Ingredients
The following ingredients have 4 Servings
- 10 OREO cookies
- 2 tablespoons butter (melted)
- 8 ounces cream cheese (softened)
- 2 tablespoons heavy cream
- 1 egg
- 1/4 cup sugar
- 1 teaspoon vanilla extract
- 1 cup cherry pie filling
Instruction
- Preheat oven to 325F.
- Place the OREO cookies in a gallon size zip top bag and crush with a rolling pin. Pour the crusted OREO's into a small bowl; add the melted butter and stir well. Set aside.
- In a large mixing bowl, beat the cream cheese with an electric mixer until smooth. Add the heavy cream and mix well.
- Add the egg, sugar, and vanilla extract and mix with the electric mixer until smooth and creamy.
- Scoop the OREO crust mixture into the bottom of 12 cups of a mini cheesecake pan. Very lightly press down to flatten.

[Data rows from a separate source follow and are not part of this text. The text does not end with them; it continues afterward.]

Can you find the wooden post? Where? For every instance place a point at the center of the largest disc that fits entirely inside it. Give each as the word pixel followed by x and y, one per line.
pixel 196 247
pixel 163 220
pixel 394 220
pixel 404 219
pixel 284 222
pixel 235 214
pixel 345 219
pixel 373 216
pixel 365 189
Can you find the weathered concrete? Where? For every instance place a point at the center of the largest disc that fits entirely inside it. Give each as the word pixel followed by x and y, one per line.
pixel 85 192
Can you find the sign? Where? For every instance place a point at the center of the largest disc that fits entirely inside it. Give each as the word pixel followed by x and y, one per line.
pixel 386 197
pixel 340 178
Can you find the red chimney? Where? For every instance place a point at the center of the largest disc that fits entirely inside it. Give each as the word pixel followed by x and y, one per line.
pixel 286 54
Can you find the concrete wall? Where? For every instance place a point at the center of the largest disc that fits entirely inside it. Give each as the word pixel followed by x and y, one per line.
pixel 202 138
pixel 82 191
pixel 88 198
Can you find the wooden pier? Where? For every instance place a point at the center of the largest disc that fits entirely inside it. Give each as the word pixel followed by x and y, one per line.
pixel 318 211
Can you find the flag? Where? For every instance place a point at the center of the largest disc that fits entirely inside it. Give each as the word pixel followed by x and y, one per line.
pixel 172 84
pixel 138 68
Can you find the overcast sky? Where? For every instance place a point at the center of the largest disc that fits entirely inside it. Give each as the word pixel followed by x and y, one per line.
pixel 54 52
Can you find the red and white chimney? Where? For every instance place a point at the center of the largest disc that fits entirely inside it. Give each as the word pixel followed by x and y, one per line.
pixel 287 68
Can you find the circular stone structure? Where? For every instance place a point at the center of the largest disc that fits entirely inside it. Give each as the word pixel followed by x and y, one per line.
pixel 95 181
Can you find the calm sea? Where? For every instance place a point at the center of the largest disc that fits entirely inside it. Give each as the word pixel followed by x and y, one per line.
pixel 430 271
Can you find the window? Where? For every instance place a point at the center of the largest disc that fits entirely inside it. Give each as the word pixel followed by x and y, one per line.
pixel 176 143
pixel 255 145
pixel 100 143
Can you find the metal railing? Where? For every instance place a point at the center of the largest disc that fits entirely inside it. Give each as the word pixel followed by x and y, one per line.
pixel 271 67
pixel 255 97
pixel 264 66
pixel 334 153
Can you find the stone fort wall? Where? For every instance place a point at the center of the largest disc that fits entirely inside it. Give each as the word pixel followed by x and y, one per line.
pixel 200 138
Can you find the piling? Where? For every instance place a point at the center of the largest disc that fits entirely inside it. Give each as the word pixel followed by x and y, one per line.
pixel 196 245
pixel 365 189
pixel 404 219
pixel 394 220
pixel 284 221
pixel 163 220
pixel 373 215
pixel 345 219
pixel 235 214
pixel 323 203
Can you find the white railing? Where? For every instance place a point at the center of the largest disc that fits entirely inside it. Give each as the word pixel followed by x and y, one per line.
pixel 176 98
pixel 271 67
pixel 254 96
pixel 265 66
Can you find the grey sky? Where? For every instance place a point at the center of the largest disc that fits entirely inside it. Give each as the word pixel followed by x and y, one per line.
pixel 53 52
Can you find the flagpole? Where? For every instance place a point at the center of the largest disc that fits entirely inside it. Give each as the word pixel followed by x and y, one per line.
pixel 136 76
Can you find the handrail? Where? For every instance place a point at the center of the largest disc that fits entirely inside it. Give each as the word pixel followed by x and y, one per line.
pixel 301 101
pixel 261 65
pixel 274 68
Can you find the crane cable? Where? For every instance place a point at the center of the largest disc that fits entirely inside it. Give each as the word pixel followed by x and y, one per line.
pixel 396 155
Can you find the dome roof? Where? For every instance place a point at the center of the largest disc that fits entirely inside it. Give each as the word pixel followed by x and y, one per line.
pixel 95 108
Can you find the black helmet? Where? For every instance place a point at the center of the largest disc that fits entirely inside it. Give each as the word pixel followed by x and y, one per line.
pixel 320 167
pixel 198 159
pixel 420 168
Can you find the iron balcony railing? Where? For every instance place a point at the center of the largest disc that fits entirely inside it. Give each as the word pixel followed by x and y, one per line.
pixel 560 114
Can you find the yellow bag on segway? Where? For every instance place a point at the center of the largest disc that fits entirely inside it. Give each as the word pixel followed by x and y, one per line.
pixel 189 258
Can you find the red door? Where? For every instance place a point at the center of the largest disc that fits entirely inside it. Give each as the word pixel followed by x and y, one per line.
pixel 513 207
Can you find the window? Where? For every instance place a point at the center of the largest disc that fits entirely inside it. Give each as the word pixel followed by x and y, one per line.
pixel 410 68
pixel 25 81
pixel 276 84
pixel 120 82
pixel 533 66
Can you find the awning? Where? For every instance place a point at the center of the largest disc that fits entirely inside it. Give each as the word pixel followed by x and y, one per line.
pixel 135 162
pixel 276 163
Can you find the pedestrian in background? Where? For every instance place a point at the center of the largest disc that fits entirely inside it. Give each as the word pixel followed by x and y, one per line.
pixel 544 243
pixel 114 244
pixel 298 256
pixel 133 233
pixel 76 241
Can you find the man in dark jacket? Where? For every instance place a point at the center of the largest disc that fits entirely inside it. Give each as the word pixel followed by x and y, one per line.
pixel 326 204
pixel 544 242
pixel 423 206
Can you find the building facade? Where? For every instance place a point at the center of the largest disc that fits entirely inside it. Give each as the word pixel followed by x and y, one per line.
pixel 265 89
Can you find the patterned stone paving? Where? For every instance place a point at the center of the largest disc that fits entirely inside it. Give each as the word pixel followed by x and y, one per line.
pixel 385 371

- Evenly scoop the cheesecake mixture into each cup of the mini cheesecake pan over the OREO crust.
- Bake the mini cheesecakes at 325F for 25 minutes. Cool at room temperature for 5 minutes. Run a knife around the edges of the cheesecakes to release from the sides of the pan.
- Place the pan of cheesecakes in the refrigerator to chill for 1 hour.
- Press up on the bottom of each mini cheesecake pan cup to remove the cheesecakes from the pan. Top each cheesecake with cherry pie filling.
- Serve immediately or chill until serving.